“An information radiator is a large display of critical team information that is continuously updated and located in a spot where the team can see it constantly.”
Agile project rooms should be organized in such a way that when you walk inside by looking at few charts you should be able to know how a project is going. Alistair Cockburn has called these charts information radiators. By the use of word radiator, Alistair means that your information display should be simple enough to be understood without requiring special skills in data interpretation. Information radiators should be updated several times a day.
A key point that we have to appreciate that various stakeholders need information about the project. The depth of required information and its frequency varies according to stakeholder’s role in a project. Project Managers need more and frequent information because they have to manage budget, customer relationship and team expectations among other factors.
In real world I see that Agile teams do not appreciate the importance of recognizing the correct information radiators and displaying them. A lack of Information radiators in a team room leads to continuous status checking by managers and stakeholders by walking in to the project room several times a day and asking team about the project status. Team members resent this micro management practice and fail to understand that despite of working hard and very focused, they have to answer several times a day how a project is going.
A plausible excuse, among the team members, for having no information radiators on the walls is that we have all the information in a wiki or in a tool X. While it seems reasonable from the team’s point of view, wiki and tool X do not ‘radiate’ information.
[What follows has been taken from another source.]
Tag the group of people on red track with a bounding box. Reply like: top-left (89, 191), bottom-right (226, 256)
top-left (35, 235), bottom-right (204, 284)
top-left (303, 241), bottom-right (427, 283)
Project Information should be visible with ‘naked eyes’. This is where charts on wall or white board can help. A good use of white boards and sticky notes, makes information easily visible. A drawback of such information radiators is that the displayed information is not backed-up and not visible to all the team members if a team is geographically distributed. A possible solution to these problem is making photos of information once per day using a digital camera for back up and maintaining information on Wiki to share with geographically distributed teams.
There is no doubt that Wikis and other tools make management of project information simpler which would have been cumbersome with whiteboards and sticky notes. Displaying all the information on walls can be cumbersome and not effective. Team should identify a subset of information radiators that convey the information stakeholders need. Normally for an Agile project team 2 or 3 information radiators would be sufficient. For example, two most commonly used information radiators by the teams at Xebia India are burn down chart and task board. Team can also display the sprint risks prominently in the project room.
I recommend selecting couple of information radiators during the project start up in collaboration with the stakeholders who need to know about the project progress frequently. A typical examples of the stakeholders include roles such as Product Owner, Project Manager and Head of Software Development. Put the selected information radiators on a wall of project room and update them regularly. After few sprints evaluate if your information radiators serve their purpose or you need to change them.